Background

Animal-attached sensors are increasingly used to study the movement, behaviour, and physiology of both wild and domestic species. Such devices have provided valuable insights into areas such as bioenergetics, animal welfare, and conservation [1,2,3,4]. Data from animal-attached sensors are often overlaid on satellite imagery and maps to provide spatial and environmental context [5,6,7]. Current attempts to obtain more detailed visual information from a study animal’s perspective have typically involved attaching standard RGB cameras [8,9,10] (but see [11, 12]). Information is then often extracted from images or footage by manual inspection. Few attempts have been made to apply computer vision techniques to non-human biologging studies. Two notable examples include the use of object tracking on the prey of falcons and template matching to determine the head position of sea turtles, though in both cases using 2D images [13, 14].

In other fields, light-based depth sensors have been used for the reconstruction of 3D scenes, with numerous applications in areas such as robotics, mapping, navigation, and interactive media [15,16,17,18]. Active depth sensing encompasses a range of techniques based on examining the properties of projected light and enables the construction of 3D point clouds from points within a coordinate system. In a detection system known as LiDAR (light detection and ranging), this may involve measuring either the length of time or phase shifts that occur when light is projected from a source to an environment of interest and travels back to a receiver [19]. Alternatively, a defined pattern (e.g. stripes or dots) can be projected, providing information on depth and the surface of objects, in a technique known as structured light (SL) [20, 21].
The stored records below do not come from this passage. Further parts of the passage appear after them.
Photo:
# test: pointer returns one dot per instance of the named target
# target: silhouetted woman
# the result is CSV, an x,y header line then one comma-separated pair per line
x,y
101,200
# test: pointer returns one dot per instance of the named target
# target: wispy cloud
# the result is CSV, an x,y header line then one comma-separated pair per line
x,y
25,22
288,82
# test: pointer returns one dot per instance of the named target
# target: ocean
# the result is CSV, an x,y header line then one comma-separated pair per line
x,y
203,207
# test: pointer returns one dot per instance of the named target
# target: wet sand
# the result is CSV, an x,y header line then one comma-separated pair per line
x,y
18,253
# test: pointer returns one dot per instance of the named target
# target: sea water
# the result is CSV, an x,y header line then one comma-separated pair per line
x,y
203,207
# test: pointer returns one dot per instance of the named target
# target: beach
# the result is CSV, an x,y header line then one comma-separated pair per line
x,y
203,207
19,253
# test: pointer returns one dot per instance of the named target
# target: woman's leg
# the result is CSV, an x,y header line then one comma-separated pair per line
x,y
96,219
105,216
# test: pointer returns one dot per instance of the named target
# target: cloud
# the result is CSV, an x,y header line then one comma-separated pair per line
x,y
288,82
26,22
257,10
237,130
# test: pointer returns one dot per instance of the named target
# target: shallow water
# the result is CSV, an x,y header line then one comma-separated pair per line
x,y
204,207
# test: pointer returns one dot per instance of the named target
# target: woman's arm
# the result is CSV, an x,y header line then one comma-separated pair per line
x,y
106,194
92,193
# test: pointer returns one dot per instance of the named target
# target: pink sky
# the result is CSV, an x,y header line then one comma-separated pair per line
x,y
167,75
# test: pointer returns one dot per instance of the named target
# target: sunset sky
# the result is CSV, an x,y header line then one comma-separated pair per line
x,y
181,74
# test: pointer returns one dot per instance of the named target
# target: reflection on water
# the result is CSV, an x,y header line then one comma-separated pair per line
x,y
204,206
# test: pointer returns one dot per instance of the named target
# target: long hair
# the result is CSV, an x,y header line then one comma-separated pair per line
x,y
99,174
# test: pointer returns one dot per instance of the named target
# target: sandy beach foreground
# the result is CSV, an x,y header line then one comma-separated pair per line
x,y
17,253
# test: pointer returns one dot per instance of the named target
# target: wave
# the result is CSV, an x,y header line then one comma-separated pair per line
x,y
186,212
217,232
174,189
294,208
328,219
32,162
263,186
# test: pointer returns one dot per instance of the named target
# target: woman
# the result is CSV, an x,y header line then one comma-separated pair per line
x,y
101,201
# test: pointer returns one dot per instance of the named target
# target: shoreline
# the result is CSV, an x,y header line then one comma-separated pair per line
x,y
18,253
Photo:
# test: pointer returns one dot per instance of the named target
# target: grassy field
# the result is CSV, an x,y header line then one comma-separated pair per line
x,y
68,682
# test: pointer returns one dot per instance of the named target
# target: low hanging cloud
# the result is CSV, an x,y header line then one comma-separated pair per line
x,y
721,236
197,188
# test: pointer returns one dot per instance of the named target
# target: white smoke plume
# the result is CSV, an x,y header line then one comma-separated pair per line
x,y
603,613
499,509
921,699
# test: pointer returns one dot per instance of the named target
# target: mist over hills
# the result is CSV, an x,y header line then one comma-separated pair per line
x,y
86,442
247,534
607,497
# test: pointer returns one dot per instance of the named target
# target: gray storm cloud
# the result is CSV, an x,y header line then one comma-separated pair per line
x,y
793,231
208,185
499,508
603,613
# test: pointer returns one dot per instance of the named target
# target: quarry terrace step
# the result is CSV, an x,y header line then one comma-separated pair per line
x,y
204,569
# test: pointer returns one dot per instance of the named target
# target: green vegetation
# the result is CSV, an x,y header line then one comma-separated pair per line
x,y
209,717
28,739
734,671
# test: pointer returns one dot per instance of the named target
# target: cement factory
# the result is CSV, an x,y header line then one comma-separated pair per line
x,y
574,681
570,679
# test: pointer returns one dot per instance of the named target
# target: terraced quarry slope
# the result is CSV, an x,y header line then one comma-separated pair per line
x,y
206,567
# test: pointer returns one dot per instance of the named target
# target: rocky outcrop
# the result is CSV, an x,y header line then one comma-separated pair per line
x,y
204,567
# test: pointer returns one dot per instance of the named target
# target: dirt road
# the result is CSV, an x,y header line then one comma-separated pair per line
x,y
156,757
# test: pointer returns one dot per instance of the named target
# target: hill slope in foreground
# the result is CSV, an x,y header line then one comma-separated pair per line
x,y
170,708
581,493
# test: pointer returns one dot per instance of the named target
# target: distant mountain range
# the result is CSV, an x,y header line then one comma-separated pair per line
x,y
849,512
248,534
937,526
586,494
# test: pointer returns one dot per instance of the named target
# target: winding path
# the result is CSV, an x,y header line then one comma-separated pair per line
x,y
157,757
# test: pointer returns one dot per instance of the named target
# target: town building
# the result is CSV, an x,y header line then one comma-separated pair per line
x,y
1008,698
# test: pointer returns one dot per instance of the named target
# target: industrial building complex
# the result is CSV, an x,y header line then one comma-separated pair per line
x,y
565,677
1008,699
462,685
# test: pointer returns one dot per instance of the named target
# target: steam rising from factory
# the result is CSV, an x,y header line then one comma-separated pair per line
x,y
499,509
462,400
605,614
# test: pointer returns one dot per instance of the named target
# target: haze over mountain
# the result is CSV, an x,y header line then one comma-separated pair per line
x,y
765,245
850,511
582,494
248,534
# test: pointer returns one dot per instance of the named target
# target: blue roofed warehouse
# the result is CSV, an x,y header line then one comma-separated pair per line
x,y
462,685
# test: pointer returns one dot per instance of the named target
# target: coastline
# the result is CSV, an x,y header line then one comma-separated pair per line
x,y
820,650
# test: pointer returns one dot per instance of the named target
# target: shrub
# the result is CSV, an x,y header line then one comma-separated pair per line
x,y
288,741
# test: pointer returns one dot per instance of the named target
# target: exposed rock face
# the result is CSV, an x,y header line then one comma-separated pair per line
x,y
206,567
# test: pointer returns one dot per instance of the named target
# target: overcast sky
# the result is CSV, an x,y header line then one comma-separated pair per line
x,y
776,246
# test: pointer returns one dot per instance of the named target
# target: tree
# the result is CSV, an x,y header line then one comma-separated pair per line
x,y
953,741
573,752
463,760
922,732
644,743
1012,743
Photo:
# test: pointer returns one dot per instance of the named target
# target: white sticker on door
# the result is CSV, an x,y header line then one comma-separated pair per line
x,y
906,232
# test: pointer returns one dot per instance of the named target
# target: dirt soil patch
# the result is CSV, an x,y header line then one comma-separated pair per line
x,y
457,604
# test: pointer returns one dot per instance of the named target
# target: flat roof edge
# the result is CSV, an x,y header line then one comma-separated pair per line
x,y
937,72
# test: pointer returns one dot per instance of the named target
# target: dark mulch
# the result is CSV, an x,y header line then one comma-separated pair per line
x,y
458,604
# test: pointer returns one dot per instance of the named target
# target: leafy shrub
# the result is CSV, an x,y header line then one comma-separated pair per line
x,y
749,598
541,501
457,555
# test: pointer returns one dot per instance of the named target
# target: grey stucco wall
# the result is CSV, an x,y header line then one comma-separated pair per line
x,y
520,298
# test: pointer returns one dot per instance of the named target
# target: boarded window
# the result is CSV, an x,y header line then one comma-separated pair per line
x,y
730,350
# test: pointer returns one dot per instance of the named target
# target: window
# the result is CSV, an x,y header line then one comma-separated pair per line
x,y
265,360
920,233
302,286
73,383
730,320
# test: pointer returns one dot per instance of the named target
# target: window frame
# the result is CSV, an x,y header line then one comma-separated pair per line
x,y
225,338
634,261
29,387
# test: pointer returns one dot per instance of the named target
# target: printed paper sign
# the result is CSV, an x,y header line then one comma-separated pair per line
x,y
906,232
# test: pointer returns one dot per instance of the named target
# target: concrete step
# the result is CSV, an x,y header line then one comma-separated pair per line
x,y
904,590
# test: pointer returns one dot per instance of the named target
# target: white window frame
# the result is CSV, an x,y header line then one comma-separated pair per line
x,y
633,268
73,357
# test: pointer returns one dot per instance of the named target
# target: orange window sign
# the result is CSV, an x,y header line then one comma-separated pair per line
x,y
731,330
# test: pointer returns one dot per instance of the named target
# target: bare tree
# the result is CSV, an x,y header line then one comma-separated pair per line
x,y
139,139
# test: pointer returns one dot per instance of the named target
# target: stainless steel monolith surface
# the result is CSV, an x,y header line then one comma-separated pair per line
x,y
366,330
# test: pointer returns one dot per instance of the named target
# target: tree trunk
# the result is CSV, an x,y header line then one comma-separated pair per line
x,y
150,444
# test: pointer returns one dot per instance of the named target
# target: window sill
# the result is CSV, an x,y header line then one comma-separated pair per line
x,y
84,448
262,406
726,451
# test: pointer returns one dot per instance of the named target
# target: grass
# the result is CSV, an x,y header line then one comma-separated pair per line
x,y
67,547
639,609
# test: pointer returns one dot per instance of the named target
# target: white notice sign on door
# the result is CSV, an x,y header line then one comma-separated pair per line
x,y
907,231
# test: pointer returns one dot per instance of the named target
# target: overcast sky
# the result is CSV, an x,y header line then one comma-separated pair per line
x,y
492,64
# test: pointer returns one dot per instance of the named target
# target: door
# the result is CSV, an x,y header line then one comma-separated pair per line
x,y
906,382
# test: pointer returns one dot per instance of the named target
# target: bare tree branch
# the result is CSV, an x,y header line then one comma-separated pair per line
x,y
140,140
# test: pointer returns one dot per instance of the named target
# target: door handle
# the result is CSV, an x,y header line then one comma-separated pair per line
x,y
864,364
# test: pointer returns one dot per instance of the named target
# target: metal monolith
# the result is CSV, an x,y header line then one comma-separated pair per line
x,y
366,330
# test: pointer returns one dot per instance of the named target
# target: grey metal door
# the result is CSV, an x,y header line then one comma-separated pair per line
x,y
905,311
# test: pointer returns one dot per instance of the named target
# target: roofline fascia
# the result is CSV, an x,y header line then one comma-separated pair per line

Airborne LiDAR sensors have been used in a number of ecological studies, generating 3D models from point clouds that are typically used to investigate relationships between animal diversity and quantifiable attributes of vegetation and topography [22]. Although not obtained directly from animal-attached sensors, previous studies have integrated airborne LiDAR data with information from GPS-equipped collars to examine factors underlying animal movement patterns including habitat structure, social interactions, and thermoregulation [23,24,25]. In addition, aerial-derived point cloud models have been used to quantify the visible area or ‘viewshed’ of lions at kill sites, leading to insights on predator–prey relationships [11, 12]. Various other biological applications of active depth sensing include terrestrial and aerial vegetation surveys in forestry research and the automated identification of plant species [26,27,28,29]. Structured light sensors have also successfully been used to scan animals (e.g. cattle) from a fixed position and in milking robots [30, 31]. Perhaps similar to how demand in consumer electronics helped drive the availability of low-cost portable sensors such as accelerometers [32], active depth sensors are now beginning to appear in relatively small mobile devices which may further aid their adoption in research.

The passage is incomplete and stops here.